Marshall was asked to go back to work for Nortel's government solutions arm in 2005. He works mostly at home, managing Department of Defense projects. The job allows him the flexibility to help with various community organizations.

Marshall leads Sunrise Rotary's effort to help the United Way of Washington County on its annual Day of Caring every fall. That day, hundreds of people volunteer their time to help various people and nonprofit organizations in need.

Last year, Rotary members painted the outdoor skating rink and cement structures along the grandstands at Fairgrounds Park.

Marshall also was a school mentor for Big Brothers Big Sisters of Washington County for two years before he went back to work.

He umpired for area Little Leagues, but stopped four years ago because it was too tough on his knees.

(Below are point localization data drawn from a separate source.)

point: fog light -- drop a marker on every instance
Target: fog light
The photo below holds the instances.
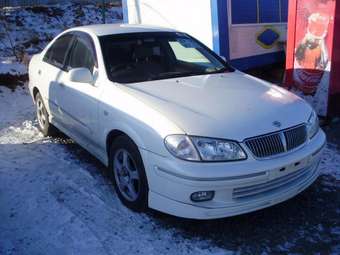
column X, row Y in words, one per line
column 201, row 196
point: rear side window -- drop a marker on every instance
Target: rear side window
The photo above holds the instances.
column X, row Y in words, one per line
column 56, row 55
column 83, row 54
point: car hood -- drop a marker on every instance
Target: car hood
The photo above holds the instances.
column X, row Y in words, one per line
column 230, row 105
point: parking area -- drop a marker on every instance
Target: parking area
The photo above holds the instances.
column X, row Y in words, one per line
column 56, row 199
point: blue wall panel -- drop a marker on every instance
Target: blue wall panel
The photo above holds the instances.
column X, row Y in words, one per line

Marshall said he probably learned to help others through church teachings when growing up, or seeing others help people.

"I just feel that there's always someone out there worse off than you," he said.

Q&A with Jim Marshall

Resides: East of Hagerstown

Occupation: Project manager for Nortel Government Solutions

Q: What is your proudest moment?

A: "When all my five children graduated from college. ... That to me is significant to have all five children go to college and graduate."

Q: Whom do you most admire, and why?

A: Aunt Shirley. "She always and to this day is looking for ways to help others, not just in her family, great-grandchildren, but others in the community, helping out in senior homes, making dozens of cookies for the high school where her son is a teacher."

Q: What is the best piece of advice you have received, and who gave it to you?

A: "It's not the amount of money you have, the amount of toys you have. Friends and family are the most important assets in life. I've probably learned that from a number of people who have mentored me in life."

Q: What is the next goal you would like to achieve?

A: "To be of sound mind and health, to be able to provide help to those that need it in the community. To continue to serve the community as best I can."